I wonder this when I hear simpler words and word combinations replacing more complex ones: “reveal” for “revelation”; “fail” for “failure”; “push back” for “resistance,” “look-see” for “inspection,” and “nice to haves” for “desiderata.”

I wonder this when I hear “comparable” increasingly pronounced with the accent on the second syllable—compArable—making it more like the simpler verb form from which it derives, and evoking the way a beginning reader might read the word, especially if he has never heard it pronounced in what was once its standard pronunciation.

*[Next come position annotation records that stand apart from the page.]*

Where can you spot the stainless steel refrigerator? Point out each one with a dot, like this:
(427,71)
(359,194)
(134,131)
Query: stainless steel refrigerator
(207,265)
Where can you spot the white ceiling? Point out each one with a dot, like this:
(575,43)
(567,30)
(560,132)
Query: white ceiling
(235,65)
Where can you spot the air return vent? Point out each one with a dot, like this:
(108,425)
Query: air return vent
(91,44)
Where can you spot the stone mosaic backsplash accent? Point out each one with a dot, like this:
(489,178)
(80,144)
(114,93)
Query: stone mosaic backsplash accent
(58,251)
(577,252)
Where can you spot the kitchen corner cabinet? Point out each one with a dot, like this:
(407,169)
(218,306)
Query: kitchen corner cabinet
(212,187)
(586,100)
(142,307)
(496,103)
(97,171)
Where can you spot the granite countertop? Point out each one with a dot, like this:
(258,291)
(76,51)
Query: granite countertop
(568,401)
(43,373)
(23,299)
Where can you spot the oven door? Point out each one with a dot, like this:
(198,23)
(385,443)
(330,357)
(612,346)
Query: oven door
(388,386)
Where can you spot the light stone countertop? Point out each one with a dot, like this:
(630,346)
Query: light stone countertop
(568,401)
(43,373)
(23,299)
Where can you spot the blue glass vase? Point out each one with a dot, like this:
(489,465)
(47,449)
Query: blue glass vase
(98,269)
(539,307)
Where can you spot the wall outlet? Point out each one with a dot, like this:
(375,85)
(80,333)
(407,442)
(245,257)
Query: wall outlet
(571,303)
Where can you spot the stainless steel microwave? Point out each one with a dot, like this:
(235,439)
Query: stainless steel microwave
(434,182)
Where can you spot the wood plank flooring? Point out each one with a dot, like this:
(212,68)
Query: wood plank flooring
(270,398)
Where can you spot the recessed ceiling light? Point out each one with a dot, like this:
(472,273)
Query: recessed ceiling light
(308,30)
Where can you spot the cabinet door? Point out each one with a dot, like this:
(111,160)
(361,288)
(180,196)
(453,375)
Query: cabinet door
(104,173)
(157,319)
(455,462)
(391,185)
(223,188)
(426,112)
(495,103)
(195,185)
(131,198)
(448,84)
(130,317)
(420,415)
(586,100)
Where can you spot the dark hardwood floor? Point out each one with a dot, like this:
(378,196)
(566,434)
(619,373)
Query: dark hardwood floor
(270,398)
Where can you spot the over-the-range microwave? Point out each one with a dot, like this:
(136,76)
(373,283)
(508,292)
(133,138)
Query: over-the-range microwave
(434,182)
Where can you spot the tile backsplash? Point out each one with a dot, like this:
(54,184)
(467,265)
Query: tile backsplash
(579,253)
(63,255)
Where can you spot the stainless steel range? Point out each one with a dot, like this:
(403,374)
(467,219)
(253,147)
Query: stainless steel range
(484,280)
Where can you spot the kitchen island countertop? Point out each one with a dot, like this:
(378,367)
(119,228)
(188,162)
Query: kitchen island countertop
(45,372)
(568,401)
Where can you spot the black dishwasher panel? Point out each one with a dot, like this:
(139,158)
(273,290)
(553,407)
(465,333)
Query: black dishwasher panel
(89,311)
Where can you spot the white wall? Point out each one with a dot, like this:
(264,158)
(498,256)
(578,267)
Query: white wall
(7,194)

Again, errors and simplifications have been around forever, and these recent simplifications may simply be an innocuous continuation of a long-lived trend. After all, we’ve long had “move” for “movement,” “win” for “victory,” “find” for “discovery,” “dig” for “excavation,” and “talk” for “conversation.” But I’m wondering if what we’re hearing now is part of a bigger, more troubling trend: one that reflects the diminishing corrective influence on all of us of the kind of colorfully worded, precisely phrased, and carefully edited language that appears only in certain types of writing—and that depends for its survival on a critical mass of certain types of readers.

Not as much rules about grammar now

A couple of excerpts from an essay J recently submitted for English 101:

At that time, people didn’t think that smoking was as bad, and therefore a lot of people have smoked and there weren’t as much rules about smoking in the building or restaurants or bar, and even hospitals.

Speaking of people drinking alcohol, there was some prohibition from 1920 to 1933, but it seemed like picture was taken after the prohibition ended, but before the prohibition ended, there were some organized crimes, like going to a secret bar and drink alcohol.